Avec eux, l'accusation pense avoir identifié les fameux "corbeaux" et selon elle, "il y a un élément qui associe ces actes, ces lettres, les appels téléphoniques, l'acte d'enlèvement et la mort de l'enfant", plusieurs personnes ayant concouru à la réalisation du crime.

Les soupçons se fondent sur des rapprochements graphologiques ou lexicaux, comme la récurrence de l'expression "le chef" pour désigner Jean-Marie Villemin, le père de Grégory, dont les auteurs auraient voulu se venger. Ce terme est notamment utilisé dans la lettre de revendication du meurtre, postée à Lépanges-sur-Vologne le 16 octobre 1984, semble-t-il avant même l'enlèvement de l'enfant d'après le cachet de la Poste. Signe que son auteur aurait joué directement un rôle.

L'expression fut aussi employée par Marcel Jacob, ouvrier, lors d'une altercation avec Jean-Marie Villemin, devenu contremaître, deux ans avant le drame. Me Giuranna ne voit là qu'une banale opposition syndicale, "pas un mobile pour assassiner un petit garçon, c'est délirant". Et "chef, c'est un mot que tout le monde employait" dans la famille, souligne Me Gary Lagardette, avocat de Jacqueline Jacob.

Le parquet général s'appuie aussi sur l'absence d'alibis "confirmés ou étayés", ce que conteste encore la défense. Trois décennies plus tard, les enquêteurs comptent s'employer à vérifier leurs emplois du temps au regard de leurs déclarations antérieures et en procédant à de nouvelles auditions.


"Dissiper les rumeurs"

Murielle Bolle, la belle-soeur de Bernard Laroche, premier suspect tué en 1985 par Jean-Marie Villemin, pourrait être entendue prochainement. En 1984, âgée de 15 ans, elle avait affirmé devant les gendarmes qu'elle était avec son beau-frère le jour du meurtre et avait assisté à l'enlèvement de Grégory, avant de se rétracter trois jours plus tard. "Compte tenu du climat actuel, qui ressemble étrangement à celui qui régnait dans ce dossier fin 1984, il me semble important que les doutes et les rumeurs soient rapidement dissipés", estime son avocat, Me Jean-Paul Teissonnière.
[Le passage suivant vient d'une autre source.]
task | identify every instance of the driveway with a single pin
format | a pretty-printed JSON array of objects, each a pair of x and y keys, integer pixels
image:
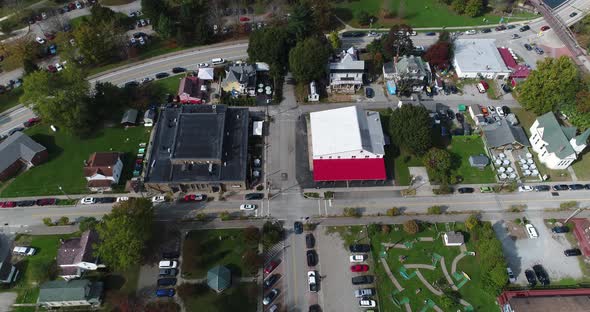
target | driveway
[
  {"x": 547, "y": 249},
  {"x": 337, "y": 291}
]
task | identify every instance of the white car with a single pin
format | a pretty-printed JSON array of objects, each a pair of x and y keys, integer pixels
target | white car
[
  {"x": 530, "y": 229},
  {"x": 358, "y": 258},
  {"x": 525, "y": 188},
  {"x": 23, "y": 251},
  {"x": 247, "y": 207},
  {"x": 168, "y": 264},
  {"x": 312, "y": 281},
  {"x": 87, "y": 201},
  {"x": 367, "y": 303}
]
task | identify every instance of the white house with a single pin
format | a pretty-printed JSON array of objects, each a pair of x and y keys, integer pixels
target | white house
[
  {"x": 102, "y": 170},
  {"x": 557, "y": 146},
  {"x": 475, "y": 58},
  {"x": 347, "y": 144},
  {"x": 346, "y": 72}
]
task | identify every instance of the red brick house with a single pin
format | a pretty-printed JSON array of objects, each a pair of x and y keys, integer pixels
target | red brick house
[{"x": 19, "y": 151}]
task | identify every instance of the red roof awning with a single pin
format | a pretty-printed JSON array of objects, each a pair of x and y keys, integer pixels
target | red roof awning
[{"x": 349, "y": 169}]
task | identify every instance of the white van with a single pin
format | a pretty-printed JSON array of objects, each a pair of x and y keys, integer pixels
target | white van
[{"x": 217, "y": 61}]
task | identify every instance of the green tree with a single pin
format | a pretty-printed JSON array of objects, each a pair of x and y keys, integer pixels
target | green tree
[
  {"x": 554, "y": 83},
  {"x": 474, "y": 8},
  {"x": 308, "y": 60},
  {"x": 398, "y": 41},
  {"x": 124, "y": 232},
  {"x": 410, "y": 128},
  {"x": 335, "y": 41}
]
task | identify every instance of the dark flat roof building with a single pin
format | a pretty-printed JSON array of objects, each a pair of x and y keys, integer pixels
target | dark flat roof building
[{"x": 199, "y": 148}]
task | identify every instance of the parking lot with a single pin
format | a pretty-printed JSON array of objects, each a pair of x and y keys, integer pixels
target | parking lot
[
  {"x": 337, "y": 291},
  {"x": 522, "y": 252}
]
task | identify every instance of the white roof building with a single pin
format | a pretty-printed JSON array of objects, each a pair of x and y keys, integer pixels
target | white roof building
[
  {"x": 346, "y": 133},
  {"x": 479, "y": 57}
]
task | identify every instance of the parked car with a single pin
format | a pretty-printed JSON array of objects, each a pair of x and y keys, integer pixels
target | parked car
[
  {"x": 541, "y": 274},
  {"x": 271, "y": 280},
  {"x": 165, "y": 292},
  {"x": 298, "y": 226},
  {"x": 270, "y": 297},
  {"x": 309, "y": 240},
  {"x": 270, "y": 267},
  {"x": 363, "y": 279},
  {"x": 359, "y": 268},
  {"x": 312, "y": 281},
  {"x": 254, "y": 196},
  {"x": 168, "y": 264},
  {"x": 574, "y": 252},
  {"x": 530, "y": 277},
  {"x": 312, "y": 258},
  {"x": 87, "y": 201},
  {"x": 23, "y": 251},
  {"x": 360, "y": 248},
  {"x": 531, "y": 231},
  {"x": 247, "y": 207},
  {"x": 364, "y": 292}
]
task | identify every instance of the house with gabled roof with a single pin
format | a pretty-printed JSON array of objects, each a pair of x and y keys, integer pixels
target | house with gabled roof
[{"x": 557, "y": 146}]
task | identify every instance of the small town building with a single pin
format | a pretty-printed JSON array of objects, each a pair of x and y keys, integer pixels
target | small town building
[
  {"x": 200, "y": 148},
  {"x": 347, "y": 145},
  {"x": 76, "y": 255},
  {"x": 18, "y": 152},
  {"x": 102, "y": 170},
  {"x": 452, "y": 238},
  {"x": 475, "y": 58},
  {"x": 557, "y": 146},
  {"x": 75, "y": 293},
  {"x": 346, "y": 72},
  {"x": 503, "y": 136}
]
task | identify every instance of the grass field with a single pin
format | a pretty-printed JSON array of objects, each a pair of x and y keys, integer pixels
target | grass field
[
  {"x": 416, "y": 13},
  {"x": 421, "y": 253},
  {"x": 10, "y": 99},
  {"x": 203, "y": 250},
  {"x": 66, "y": 156},
  {"x": 461, "y": 148}
]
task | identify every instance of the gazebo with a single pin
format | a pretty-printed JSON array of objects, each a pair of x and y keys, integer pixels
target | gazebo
[{"x": 219, "y": 278}]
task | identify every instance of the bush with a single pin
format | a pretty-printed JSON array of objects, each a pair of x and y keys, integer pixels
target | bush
[
  {"x": 411, "y": 227},
  {"x": 435, "y": 210},
  {"x": 351, "y": 212},
  {"x": 393, "y": 211}
]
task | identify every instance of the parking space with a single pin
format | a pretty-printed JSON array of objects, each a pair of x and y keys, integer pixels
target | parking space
[
  {"x": 337, "y": 291},
  {"x": 522, "y": 252}
]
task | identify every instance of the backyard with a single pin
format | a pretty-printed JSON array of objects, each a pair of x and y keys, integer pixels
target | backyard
[
  {"x": 416, "y": 13},
  {"x": 67, "y": 154},
  {"x": 425, "y": 253},
  {"x": 202, "y": 250}
]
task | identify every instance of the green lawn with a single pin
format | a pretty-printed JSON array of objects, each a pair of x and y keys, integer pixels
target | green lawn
[
  {"x": 66, "y": 156},
  {"x": 461, "y": 148},
  {"x": 416, "y": 13},
  {"x": 239, "y": 297},
  {"x": 10, "y": 99},
  {"x": 421, "y": 253},
  {"x": 205, "y": 249}
]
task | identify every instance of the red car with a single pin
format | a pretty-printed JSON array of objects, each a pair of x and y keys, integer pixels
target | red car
[
  {"x": 359, "y": 268},
  {"x": 270, "y": 267}
]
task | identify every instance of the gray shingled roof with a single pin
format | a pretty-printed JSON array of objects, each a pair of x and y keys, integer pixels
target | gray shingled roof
[
  {"x": 501, "y": 133},
  {"x": 18, "y": 146}
]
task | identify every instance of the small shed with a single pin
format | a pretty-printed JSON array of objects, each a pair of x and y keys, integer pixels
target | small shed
[
  {"x": 452, "y": 238},
  {"x": 479, "y": 161},
  {"x": 219, "y": 278},
  {"x": 130, "y": 117}
]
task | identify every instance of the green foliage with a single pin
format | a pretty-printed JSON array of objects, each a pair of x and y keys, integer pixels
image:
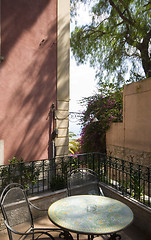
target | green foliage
[
  {"x": 117, "y": 41},
  {"x": 101, "y": 110},
  {"x": 74, "y": 144},
  {"x": 19, "y": 172}
]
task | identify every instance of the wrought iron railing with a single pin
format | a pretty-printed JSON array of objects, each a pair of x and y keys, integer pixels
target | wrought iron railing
[{"x": 129, "y": 178}]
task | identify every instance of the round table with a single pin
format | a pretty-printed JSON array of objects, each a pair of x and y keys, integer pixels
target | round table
[{"x": 90, "y": 214}]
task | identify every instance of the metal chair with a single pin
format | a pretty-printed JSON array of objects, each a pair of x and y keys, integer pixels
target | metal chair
[
  {"x": 83, "y": 181},
  {"x": 16, "y": 209}
]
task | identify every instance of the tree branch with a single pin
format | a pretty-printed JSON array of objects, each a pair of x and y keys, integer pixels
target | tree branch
[{"x": 120, "y": 13}]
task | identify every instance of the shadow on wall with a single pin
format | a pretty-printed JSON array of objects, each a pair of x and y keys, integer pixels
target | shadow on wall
[{"x": 31, "y": 89}]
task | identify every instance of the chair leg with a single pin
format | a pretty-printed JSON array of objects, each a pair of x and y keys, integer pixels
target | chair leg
[
  {"x": 65, "y": 235},
  {"x": 114, "y": 236}
]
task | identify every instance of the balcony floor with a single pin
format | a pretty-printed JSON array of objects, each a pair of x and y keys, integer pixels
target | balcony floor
[{"x": 130, "y": 233}]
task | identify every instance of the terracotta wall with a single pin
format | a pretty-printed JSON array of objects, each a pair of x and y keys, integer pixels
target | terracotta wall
[
  {"x": 131, "y": 139},
  {"x": 28, "y": 77}
]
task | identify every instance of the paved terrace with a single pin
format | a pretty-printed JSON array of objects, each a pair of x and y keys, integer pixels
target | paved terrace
[{"x": 130, "y": 233}]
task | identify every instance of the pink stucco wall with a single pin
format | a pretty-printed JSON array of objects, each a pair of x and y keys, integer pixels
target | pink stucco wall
[{"x": 27, "y": 76}]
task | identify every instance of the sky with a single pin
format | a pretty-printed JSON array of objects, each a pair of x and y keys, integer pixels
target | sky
[{"x": 82, "y": 79}]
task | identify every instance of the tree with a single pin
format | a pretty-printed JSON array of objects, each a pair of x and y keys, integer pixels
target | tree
[
  {"x": 101, "y": 110},
  {"x": 117, "y": 41}
]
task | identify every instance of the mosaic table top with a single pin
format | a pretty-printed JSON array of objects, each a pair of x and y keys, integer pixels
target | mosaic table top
[{"x": 90, "y": 214}]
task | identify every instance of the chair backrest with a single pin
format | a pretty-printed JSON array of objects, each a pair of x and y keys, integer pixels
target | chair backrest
[
  {"x": 83, "y": 181},
  {"x": 15, "y": 208}
]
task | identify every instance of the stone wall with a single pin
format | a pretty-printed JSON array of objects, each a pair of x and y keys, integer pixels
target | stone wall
[{"x": 130, "y": 140}]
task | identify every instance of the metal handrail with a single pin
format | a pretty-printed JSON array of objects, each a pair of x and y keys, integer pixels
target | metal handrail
[{"x": 129, "y": 178}]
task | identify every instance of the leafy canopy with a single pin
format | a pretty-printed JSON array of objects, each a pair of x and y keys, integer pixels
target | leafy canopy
[
  {"x": 117, "y": 42},
  {"x": 101, "y": 110}
]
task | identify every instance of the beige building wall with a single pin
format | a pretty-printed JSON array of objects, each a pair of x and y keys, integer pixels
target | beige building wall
[
  {"x": 63, "y": 58},
  {"x": 131, "y": 140}
]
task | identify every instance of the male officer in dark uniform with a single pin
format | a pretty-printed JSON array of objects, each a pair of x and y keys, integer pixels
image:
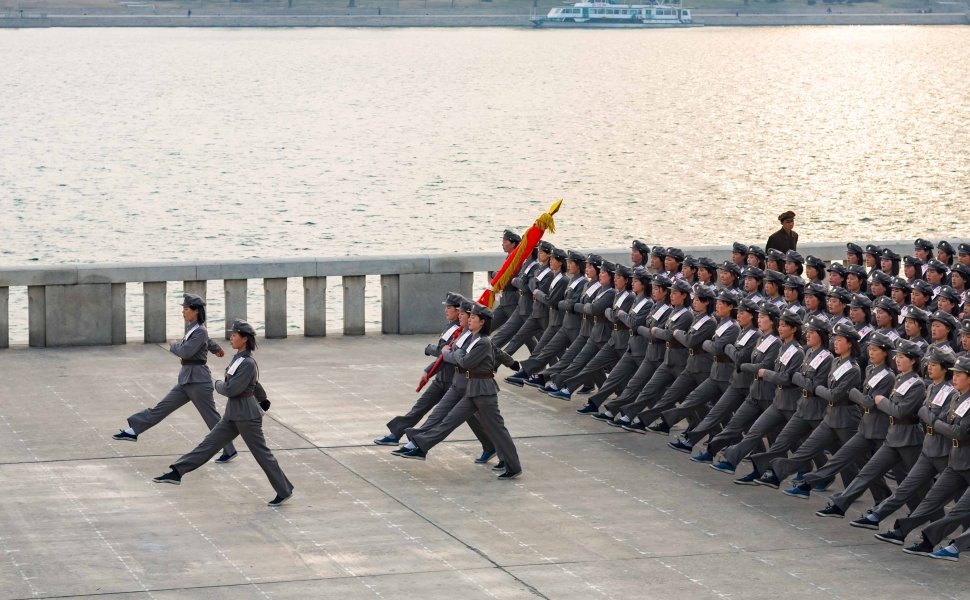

De vieilles plaies semblent en effet se rouvrir dans la famille. Samedi dans une interview à L'Est Républicain, Valérie, fille de Marcel et Jacqueline Jacob qui a depuis longtemps "coupé les ponts avec eux", n'a pas exclu la culpabilité de ses parents.

"Ce n'est pas possible que ces gens-là aient quelque chose à voir" avec le meurtre, avait rétorqué lundi Ginette Villemin, 61 ans, dont le défunt mari, Michel Villemin, oncle de Grégory, était très lié à Bernard Laroche, tout comme Marcel Jacob. Elle avait été placée en garde à vue la semaine dernière sans être mise en cause.